WATERVILLE — Finishing with his last appointment of the day, psychologist Richard Staples noticed his patient was worried about getting home.

Staples, 63, and a behavioral health psychologist for more than 35 years, was meeting with a patient for the first time in six tries. The patient reported having repeated difficulties getting a ride to his appointment in the last six weeks. 

From his office phone, Staples called Coordinated Transportation Solutions, or CTS, the nonprofit company contracted by the Maine Department of Health and Human Services to broker rides for MaineCare patients, to see if his patient had a ride home.

Staples pressed the number for the “Where’s My Ride” line and proceeded to wait on hold.

After 10 minutes, Staples called on his cellphone and got through to the complaint line, where a representative assured him that a taxi was en route, and a couple minutes later, his patient was taken home.

Instead of disconnecting the call on hold, though, Staples decided to keep his office phone on the line with CTS’s “Where’s My Ride” line, suspecting that someone would answer the phone within an hour or two.

He eventually disconnected the call Thursday afternoon — 21 hours later — with the same hold message played on a seemingly endless loop.

“I was going to see how long until they picked up,” Staples said Thursday, after leaving the phone on speaker through the night in his College Avenue office. “I just think it’s interesting that the very afternoon I get put on hold, the president of CTS says in a hearing with legislators that they have the hold time down from an average 23 minutes to two minutes.”

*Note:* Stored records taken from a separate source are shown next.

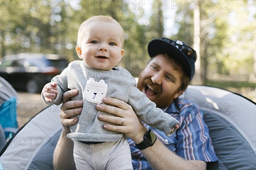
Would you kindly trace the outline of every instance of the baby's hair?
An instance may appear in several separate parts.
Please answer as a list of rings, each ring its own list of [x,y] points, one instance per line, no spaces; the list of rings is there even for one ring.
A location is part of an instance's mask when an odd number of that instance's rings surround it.
[[[84,28],[86,27],[86,25],[90,23],[90,22],[95,21],[104,21],[109,23],[112,22],[115,23],[120,26],[120,28],[122,31],[122,34],[124,34],[123,28],[122,27],[122,26],[121,26],[119,23],[116,21],[116,20],[113,19],[112,17],[108,15],[98,15],[92,16],[85,20],[80,25],[77,35],[77,45],[80,46],[81,45],[83,37],[83,32]]]

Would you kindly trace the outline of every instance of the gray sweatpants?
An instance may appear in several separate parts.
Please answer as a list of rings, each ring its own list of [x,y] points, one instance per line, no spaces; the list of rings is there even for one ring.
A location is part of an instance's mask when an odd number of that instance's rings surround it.
[[[116,142],[87,144],[74,141],[77,170],[133,170],[126,138]]]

CTS President David White also testified Wednesday at the Legislature’s Health and Human Services Committee meeting that the number of complaints have been cut in half and that the system is improving. The company landed a $28.3 million contract with the state to arrange MaineCare rides for most of the state, except the York County and Bangor regions.

Staples, who along with a psychology career spanning over three decades in Maine, also is the treasurer of the Kennebec Valley Community Action Program, which previously had coordinated rides in central Maine. KVCAP is a nonprofit organization that has provided services to residents of Kennebec and Somerset counties for more than 40 years, including non-emergency medical transportation, home ownership assistance and heating assistance.

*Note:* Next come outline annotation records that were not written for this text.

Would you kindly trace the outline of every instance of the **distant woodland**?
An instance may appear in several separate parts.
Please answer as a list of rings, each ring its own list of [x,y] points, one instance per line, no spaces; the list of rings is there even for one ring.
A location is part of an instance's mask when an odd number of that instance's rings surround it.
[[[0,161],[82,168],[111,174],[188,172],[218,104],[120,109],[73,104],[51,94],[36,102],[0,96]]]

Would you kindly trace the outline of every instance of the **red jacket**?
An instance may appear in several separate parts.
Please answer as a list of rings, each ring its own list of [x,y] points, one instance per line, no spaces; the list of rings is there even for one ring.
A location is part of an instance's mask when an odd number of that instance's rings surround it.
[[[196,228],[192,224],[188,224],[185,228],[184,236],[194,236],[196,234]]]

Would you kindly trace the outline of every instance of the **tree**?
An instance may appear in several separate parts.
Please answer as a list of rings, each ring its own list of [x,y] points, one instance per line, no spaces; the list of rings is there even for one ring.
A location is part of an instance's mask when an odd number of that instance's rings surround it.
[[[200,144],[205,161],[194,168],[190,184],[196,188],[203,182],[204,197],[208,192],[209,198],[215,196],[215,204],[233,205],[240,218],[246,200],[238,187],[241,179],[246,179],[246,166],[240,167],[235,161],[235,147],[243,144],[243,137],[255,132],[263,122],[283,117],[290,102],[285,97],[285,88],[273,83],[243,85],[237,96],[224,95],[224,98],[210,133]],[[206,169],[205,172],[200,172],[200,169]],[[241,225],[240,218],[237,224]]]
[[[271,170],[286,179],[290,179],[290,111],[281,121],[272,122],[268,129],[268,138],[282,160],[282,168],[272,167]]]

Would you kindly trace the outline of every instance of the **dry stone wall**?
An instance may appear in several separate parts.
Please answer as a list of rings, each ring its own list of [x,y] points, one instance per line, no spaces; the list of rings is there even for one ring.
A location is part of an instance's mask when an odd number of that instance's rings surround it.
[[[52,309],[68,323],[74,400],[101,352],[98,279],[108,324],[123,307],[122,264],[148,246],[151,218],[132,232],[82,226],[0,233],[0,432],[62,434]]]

His office in Waterville has been flooded with complaints about MaineCare’s transportation service. Missed appointments, uncertainty about rides home for patients and a loss of revenue are some of the problems Staples said he is dealing with.

Since Aug. 1, Staples said he has lost more than $1,000 from missed meetings, more than 10 patients have failed to show up for appointments, and patients have succeeded just five times in making appointments with CTS.

When reached for a comment, a representative from White’s office said he wasn’t available and referred to an Aug. 26 news release, which said that while CTS isn’t satisfied with its results to date, it has seen improvement, including less hold time on phone calls and the hiring of more employees.

One question worries Staples the most: If he struggles to get through to CTS, how are patients who are relying on these rides able to communicate with the company?

“If it can happen to me, how many other people is it happening to?” he said. “How long would that call (have) stayed on hold?”